The callous brutes !' she cried. `They are actually gambling on my husband's life.'
`You misjudge them,' Bolus returned quietly, and gave the facts. `So you see,' he concluded, `it is their way of offering me a fantastic fee to insure I will do my best. Do you know what happened this morning when I gave Merker a favourable report? Most of the wagers were doubled. You see, they want to lose.'
`I shall never understand the Westerner,' she said ruefully.
A day or so later Mary met Sudden, whom she had not seen since the tragedy, and asked a question : `Jim, how did you know we were married?'
`I didn't; it was just a hunch,' he replied.
`Was that the card they might not know of?'
`Yeah, but I wanted yu to play it,' he grinned.
She did not quite believe his ignorance--he had most discerning eyes, this Mister Green, and the twinkle in them wrought confusion in her cheeks. Perhaps this was why he changed the subject.`When am I goin' to see Nick?'
`Soon,' she promised.
But a week passed before the meeting came about, and Sudden received a shock. The nester, propped up by pillows, was a mere shadow of his former self. However, there was a smile on the gaunt, pale face.
`My, Jim, it's good to see you,' he said. `Me? I'm doin' fine. Tell me the news.'
`Ain't much. Quilt an' the rest of us are lookin' after the S P an' the Valley, Sturm an' his riders bein' plenty absent. Seale took a notion to travel. The Judge gave Camort ten years in the pen, but we had to sneak him out after dark to save his neck.

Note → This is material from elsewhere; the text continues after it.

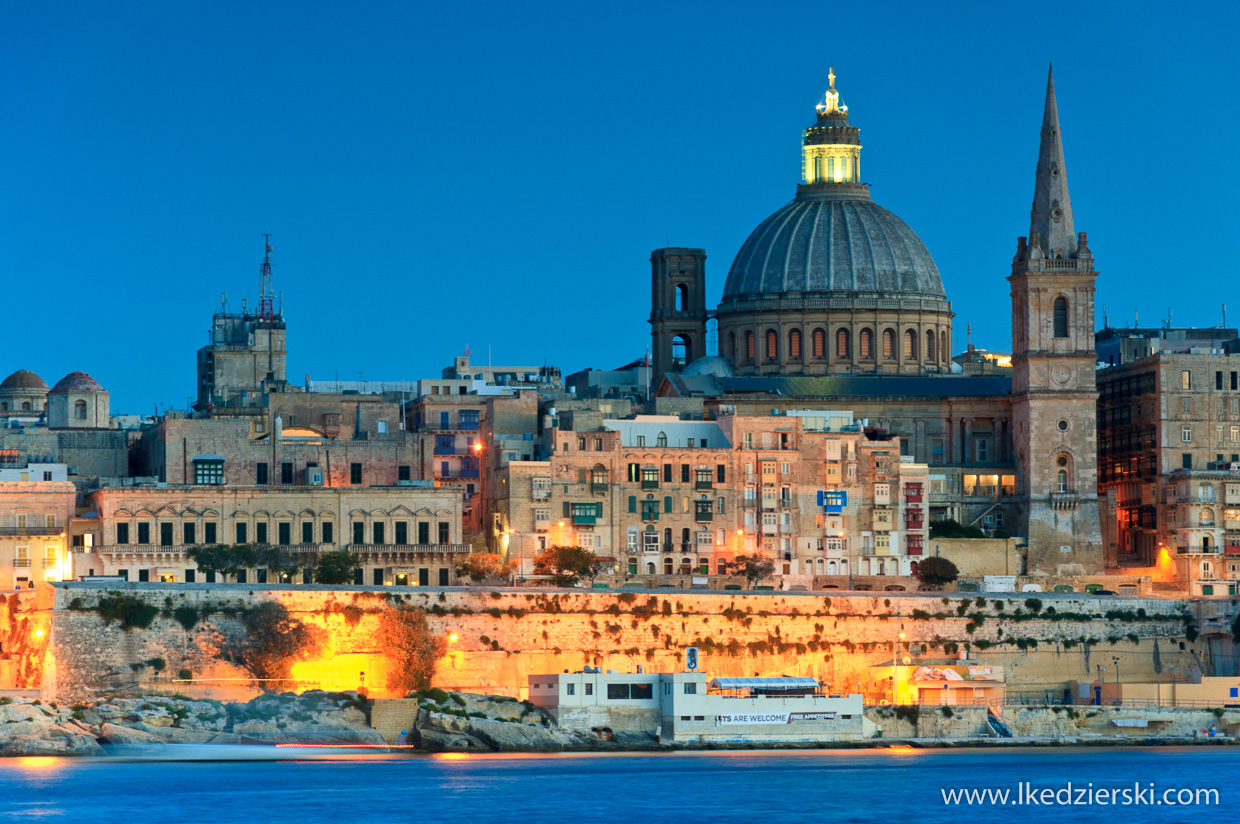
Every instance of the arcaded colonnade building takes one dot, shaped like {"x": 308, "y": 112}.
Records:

Cullin? Oh, he fell over the cliff.'
`Yeah, that's what Mary told me, but she used more words,' Drait said drily. `Jim, I've been tryin' to figure out my debt to you.' Sudden started to rise. `Awright, cuss you, I'll be dumb. Who's takin' Stinker's place?'
`Bardoe.' Sheer surprise kept Nick silent. `He's a changed man, but still feared, an' I think he'll make good. Bein' peace-officer is no picnic; I've had some.' He smiled reminiscently as he recalled hectic months in a tough little town on the Mexican oorder, months of almost daily danger.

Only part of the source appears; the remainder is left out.